Oldfield is just as good when she duets with Rebecca Milford’s Susannah as they plan to fool the Count. Their characters are the real winners in the opera, with Christian Loizou’s Figaro suitably doltish in this production. It’s hard to see what Susannah sees in him as she works with the Countess to bring down the Count.
Baritone Philip Kamanovitch, in his tight jumper and loafers, is excellent as the casually privileged Count, and Robert Tilson is funnily camp and gossipy as Don Curzio. They are joined by Deborah Holborn as Marcellina, Figaro’s unexpected mother, and Patrick Osborne as Figaro’s father. As tradition dictates, but with no attempt to hide it, Cherubino is played by a female singer and mezzo-soprano Alexandra Dinwiddie has a ball in the role.
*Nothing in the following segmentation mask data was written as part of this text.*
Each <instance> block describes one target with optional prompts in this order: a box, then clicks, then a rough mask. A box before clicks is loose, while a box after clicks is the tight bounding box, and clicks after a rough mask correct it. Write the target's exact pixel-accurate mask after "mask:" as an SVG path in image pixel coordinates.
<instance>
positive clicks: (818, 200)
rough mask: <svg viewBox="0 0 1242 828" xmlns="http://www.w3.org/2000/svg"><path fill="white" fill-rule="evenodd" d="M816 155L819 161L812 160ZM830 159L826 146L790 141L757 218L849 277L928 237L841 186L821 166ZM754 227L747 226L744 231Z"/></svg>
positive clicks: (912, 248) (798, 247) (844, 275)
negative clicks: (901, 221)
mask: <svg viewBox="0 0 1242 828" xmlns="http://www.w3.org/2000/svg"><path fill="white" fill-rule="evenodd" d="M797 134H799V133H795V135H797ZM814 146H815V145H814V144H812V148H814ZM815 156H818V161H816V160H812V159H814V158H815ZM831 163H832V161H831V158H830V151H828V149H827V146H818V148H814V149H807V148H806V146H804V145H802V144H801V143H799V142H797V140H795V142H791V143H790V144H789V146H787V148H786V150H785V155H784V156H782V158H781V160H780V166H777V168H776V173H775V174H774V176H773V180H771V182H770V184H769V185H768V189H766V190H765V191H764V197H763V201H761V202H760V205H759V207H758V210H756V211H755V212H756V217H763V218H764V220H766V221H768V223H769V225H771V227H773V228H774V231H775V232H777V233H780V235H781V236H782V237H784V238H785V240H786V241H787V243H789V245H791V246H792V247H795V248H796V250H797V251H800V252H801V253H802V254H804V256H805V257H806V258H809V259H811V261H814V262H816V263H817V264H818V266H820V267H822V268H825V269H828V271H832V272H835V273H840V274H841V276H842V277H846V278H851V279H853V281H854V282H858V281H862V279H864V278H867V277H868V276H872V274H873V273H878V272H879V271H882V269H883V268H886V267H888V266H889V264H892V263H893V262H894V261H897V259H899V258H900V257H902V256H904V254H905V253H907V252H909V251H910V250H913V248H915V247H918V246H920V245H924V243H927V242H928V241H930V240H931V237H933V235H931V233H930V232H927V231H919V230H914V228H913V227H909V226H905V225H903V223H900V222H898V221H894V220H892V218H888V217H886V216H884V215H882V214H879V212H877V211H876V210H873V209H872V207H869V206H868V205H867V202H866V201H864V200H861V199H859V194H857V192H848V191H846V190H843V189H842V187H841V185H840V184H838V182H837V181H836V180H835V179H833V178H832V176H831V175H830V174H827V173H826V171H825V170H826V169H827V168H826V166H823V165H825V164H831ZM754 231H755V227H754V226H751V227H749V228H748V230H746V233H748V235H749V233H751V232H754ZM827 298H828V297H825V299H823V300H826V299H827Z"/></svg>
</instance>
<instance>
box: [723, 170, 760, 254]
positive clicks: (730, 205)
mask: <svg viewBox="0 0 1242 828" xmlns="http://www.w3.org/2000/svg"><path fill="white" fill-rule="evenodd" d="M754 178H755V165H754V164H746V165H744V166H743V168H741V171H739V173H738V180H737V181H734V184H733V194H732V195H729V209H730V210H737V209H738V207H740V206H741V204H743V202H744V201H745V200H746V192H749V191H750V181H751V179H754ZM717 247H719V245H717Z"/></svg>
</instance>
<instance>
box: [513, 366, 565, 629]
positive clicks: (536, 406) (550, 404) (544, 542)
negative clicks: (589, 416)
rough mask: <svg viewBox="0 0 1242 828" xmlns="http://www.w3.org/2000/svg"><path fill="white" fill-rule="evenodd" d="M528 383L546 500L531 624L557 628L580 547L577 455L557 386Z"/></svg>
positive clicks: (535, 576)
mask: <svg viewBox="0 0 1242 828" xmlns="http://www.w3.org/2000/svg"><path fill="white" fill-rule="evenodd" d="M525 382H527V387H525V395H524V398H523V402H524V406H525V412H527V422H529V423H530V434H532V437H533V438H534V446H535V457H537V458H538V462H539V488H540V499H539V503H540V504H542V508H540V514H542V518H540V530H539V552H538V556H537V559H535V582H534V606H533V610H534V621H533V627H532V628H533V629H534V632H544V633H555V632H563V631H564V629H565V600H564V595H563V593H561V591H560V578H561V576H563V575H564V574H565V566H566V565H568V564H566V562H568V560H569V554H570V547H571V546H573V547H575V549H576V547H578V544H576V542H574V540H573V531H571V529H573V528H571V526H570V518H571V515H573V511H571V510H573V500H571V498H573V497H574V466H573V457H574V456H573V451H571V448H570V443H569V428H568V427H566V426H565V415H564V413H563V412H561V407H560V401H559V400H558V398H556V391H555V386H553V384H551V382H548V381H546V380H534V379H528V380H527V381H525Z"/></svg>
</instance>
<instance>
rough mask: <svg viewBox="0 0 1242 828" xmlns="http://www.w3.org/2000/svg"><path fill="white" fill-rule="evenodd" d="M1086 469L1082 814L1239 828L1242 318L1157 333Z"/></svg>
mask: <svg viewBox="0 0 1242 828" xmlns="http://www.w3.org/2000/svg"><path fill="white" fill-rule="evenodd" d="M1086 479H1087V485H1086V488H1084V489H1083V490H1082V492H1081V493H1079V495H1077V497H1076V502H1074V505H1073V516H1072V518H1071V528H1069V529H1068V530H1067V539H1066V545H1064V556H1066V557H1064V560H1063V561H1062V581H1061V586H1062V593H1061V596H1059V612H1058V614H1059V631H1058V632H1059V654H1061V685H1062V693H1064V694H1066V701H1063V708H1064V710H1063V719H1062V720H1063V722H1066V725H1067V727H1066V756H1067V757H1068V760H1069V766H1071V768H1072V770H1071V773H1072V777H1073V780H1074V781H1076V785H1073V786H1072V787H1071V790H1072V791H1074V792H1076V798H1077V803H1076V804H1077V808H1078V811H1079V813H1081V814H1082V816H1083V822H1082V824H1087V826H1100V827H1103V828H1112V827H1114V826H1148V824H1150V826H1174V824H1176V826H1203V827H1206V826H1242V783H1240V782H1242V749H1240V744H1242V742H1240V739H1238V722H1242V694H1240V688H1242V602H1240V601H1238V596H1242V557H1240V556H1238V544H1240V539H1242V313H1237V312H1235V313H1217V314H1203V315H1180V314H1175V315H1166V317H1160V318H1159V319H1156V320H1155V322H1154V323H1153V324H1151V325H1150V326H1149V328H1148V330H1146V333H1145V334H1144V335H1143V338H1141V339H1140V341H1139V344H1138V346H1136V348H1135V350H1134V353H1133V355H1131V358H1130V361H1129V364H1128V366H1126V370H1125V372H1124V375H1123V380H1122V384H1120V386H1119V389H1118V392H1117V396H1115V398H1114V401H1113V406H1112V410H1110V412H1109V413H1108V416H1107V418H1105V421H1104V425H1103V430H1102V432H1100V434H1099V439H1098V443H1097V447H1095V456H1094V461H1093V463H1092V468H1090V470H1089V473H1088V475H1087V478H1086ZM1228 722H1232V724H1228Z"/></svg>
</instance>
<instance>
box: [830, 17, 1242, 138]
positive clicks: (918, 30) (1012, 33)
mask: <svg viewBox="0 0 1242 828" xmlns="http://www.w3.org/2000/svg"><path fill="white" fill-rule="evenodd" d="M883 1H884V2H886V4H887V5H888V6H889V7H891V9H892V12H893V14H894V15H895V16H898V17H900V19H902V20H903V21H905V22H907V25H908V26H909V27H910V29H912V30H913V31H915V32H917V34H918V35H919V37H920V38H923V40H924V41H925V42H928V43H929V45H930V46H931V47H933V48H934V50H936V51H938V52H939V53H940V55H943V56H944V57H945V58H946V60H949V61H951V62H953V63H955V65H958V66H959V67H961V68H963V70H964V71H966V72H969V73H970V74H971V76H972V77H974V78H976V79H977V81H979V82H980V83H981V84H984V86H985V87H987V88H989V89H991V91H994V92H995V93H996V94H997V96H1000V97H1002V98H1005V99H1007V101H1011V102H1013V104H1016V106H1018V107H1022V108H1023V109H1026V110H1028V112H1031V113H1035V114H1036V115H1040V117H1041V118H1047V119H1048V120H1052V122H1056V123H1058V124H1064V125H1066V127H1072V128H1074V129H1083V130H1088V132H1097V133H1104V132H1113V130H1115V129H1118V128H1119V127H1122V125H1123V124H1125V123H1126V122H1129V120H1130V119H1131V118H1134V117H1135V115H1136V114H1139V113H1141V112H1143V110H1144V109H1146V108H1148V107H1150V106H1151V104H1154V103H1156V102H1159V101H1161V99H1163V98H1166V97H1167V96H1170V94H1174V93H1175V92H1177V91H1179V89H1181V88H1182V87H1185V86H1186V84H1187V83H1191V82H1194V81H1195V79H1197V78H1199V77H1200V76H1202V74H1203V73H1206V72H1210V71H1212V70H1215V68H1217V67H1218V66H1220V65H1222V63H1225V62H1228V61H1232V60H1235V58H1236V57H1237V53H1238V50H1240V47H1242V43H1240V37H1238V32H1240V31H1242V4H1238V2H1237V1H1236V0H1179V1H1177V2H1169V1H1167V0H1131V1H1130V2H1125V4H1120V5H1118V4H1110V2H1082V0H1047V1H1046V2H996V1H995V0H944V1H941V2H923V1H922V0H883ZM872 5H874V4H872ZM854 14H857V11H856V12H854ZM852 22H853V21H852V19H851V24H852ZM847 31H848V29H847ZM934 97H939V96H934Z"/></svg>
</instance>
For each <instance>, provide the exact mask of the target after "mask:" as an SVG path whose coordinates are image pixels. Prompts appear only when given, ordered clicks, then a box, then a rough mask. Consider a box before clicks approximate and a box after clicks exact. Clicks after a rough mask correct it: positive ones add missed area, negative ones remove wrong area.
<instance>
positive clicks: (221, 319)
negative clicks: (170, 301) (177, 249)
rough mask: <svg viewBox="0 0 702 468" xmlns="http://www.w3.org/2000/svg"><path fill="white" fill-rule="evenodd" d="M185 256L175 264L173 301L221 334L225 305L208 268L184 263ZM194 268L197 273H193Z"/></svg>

When the ensemble comes together for pieces such as Esci Omai, garzon mainato, this pared-down Figaro is a delight. With a smattering of choreography, the voices blend perfectly. Sung in Italian, the English surtitles have been updated so that the insults, usually aimed at men, are now rendered into such colloquialisms as “tosser”, “prick” and even “plonker”: names that make the audience titter.
There are times in this 90-minute production when you wish there were more stagecraft to help the cases of mistaken identity and concealments run a little more smoothly. And although the Cockpit (and the next venue at Upstairs at the Gatehouse) have horseshoe seating for the audience, the singers mainly play to the centre. But for fringe opera, Opera Kipling remains ahead of the game.